# Special Shoot at DCWC



## Spoon13 (Feb 20, 2007)

pragmatic_lee said:


> Well there's still a lot of Field shoots scheduled in NC, but one of those is going to be kinda special.
> 
> Seems one of our regulars at DCWC and some what of a regular here on AT will be having a birthday around the weekend of our scheduled Sept. 11 shoot. Not exactly sure, but I think 3DShooter80's birthday is on the 12th.
> 
> ...


DAMN THAT'S OLD!!!!!:faint2:


----------



## LoneEagle0607 (Jan 15, 2008)

*Sounds nice*

I'll be on my way to the beach that day otherwise I'd be there. 30 years old. Such a youngster!!


----------



## psargeant (Aug 1, 2004)

I'll be hit or miss. i won't see a soccer schedule for at least another month:mad2:...but I will do my darndest to make it out for at least some of the fun...


----------



## pragmatic_lee (Jan 19, 2008)

For those that haven't been to DCWC lately. 

Lots of renovation work being done to the Club House. Back in the Spring both the men's and women's restrooms were renovated from their vintage 1950s design. In addition a handicap accessible restroom has been added. Renovation work is going on right now in the kitchen and should be completed in a couple more weeks. And, of course, I think everyone is probably aware of the addition of an ice cream freezer at the archery shelter. :wink: 

Plan now, if you can, to come join us on 9/11.


----------



## 3dshooter80 (Mar 13, 2006)

Hey everbody, I hope you will be able to come out and enjoy a round of field with me for my B-day!!! 

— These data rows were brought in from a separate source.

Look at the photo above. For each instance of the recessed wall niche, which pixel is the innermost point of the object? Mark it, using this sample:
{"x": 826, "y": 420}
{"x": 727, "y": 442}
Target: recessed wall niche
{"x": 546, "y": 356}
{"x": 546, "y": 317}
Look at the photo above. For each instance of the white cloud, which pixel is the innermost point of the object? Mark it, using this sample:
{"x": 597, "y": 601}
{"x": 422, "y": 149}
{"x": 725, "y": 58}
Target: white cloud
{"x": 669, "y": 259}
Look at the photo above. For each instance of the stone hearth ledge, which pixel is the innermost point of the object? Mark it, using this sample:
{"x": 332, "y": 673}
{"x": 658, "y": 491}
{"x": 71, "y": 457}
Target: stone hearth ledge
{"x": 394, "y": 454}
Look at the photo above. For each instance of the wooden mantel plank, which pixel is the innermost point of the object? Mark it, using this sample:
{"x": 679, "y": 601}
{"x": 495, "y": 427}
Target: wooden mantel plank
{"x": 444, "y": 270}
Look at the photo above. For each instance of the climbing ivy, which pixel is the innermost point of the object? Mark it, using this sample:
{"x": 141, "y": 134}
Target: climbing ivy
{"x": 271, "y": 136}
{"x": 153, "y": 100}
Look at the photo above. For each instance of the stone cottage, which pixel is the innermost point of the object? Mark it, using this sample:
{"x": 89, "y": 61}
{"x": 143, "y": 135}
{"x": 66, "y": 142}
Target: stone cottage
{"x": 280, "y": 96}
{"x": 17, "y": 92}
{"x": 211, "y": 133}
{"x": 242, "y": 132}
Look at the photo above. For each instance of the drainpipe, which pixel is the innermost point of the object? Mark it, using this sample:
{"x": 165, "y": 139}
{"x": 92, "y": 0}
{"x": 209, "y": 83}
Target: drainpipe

Cindy... you know you are supposed to check with me before you make plans. It is OK, I will drink your beer at the cook-out. Pat, bring me Cindy's beer!!

Like Lee said, we will have the usual shoot that morning starting between 9-10 am. Then around 5 pm we will be having a cook-out where my family and friends will join in. Please try to let us know if you are planning to come so that we can have enough hamburgers and hotdogs.

If it looks like we are going to have a crowd, we may charge a small fee for the food since my wife and I are on a bit of a budget. I am expecting the regulars, that's a given. IF YOU ARE A MOOCHER AND ARE LOOKING FOR A FREE MEAL, PLEASE STAY HOME. If you are part of the NC field crowd that I would recognize, then you are invited!! (My party, my rules: especially when I am not a member of DCWC and I can't invite guests )


----------



## SCarson (Apr 13, 2008)

Spoon13 said:


> DAMN THAT'S OLD!!!!!:faint2:


He's just now getting out of diapers :binkybaby::hurt::baby:


----------



## pragmatic_lee (Jan 19, 2008)

SCarson said:


> He's just now getting out of diapers :binkybaby::hurt::baby:


That's kinda what I was thinking - heck he's younger than my baby daughter.


----------



## 3dshooter80 (Mar 13, 2006)

Well, last time I checked, this 'youngin' can put a whoopin on your old arse Lee. But I am just glad that I get to hang out with the "old guys". Being around you guys really makes me think about what I want to be when I grow up!!


----------



## LoneEagle0607 (Jan 15, 2008)

3dshooter80 said:


> Hey everbody, I hope you will be able to come out and enjoy a round of field with me for my B-day!!!
> 
> Cindy... you know you are supposed to check with me before you make plans. It is OK, I will drink your beer at the cook-out. Pat, bring me Cindy's beer!!
> 
> ...


Oh no!! You're going to drink MY beer!!! Well at least I know you have FINE taste:wink: Sorry I didn't check with you first, now I know. What a hard way to learn a lesson:wink: Sure wish I could be there but this trip has been planned for a year. Don't drink too much of that FINE beer:darkbeer:


----------